Redefine Properties' head office in Rosebank, Johannesburg. Picture: SUPPLIED
Redefine Properties' head office in Rosebank, Johannesburg. Picture: SUPPLIED

Redefine International, the JSE-listed, income-focused UK property group, wants to take over and delist International Hotel Properties (IHL).

The firm wants to increase its shareholding in IHL from 17.24% to 50%, thereby growing its exposure to income-generating hotel assets which are gaining traction in the UK economy.

"This is an opportunistic acquisition, which increases the company’s ownership in a high-quality and high-yielding hotel portfolio to 50% and increases our exposure to the strong UK hotel market, while increasing our exposure to [leases linked to the retail price index]," said Redefine International CEO Mike Watters.

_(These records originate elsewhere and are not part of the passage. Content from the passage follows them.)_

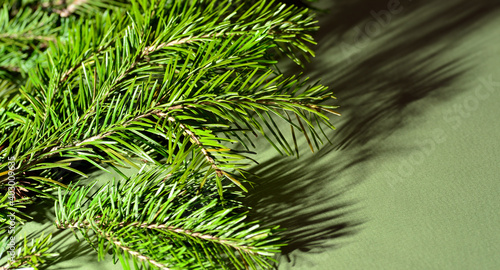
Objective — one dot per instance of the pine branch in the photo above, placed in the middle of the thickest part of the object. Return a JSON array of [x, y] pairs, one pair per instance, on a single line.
[[174, 217]]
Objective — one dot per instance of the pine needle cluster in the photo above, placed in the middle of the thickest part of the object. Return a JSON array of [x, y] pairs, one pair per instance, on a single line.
[[176, 89]]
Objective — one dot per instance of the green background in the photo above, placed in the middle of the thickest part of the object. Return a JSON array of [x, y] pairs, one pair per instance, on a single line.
[[411, 179]]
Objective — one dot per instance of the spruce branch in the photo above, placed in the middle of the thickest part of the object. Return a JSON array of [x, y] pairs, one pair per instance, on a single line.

IHL is listed on the Euro MTF market of the Luxembourg Stock Exchange and on AltX.

The share price has disappointed since the 2013 listing, losing 14.5%, but it has recovered lately, climbing 2% in 2017.

Evan Robins of Old Mutual Investment Group said Redefine International needed to find more avenues to generate income. The fund had chosen to pay out a smaller percentage of its earnings base as dividends, keeping the rest for growth opportunities. The income it did pay out needed to come from more sources.

Redefine will buy 18,343,166 IHL shares from minority shareholders by way of a scheme of arrangement. If the scheme goes ahead, the listings of IHL’s shares will be terminated.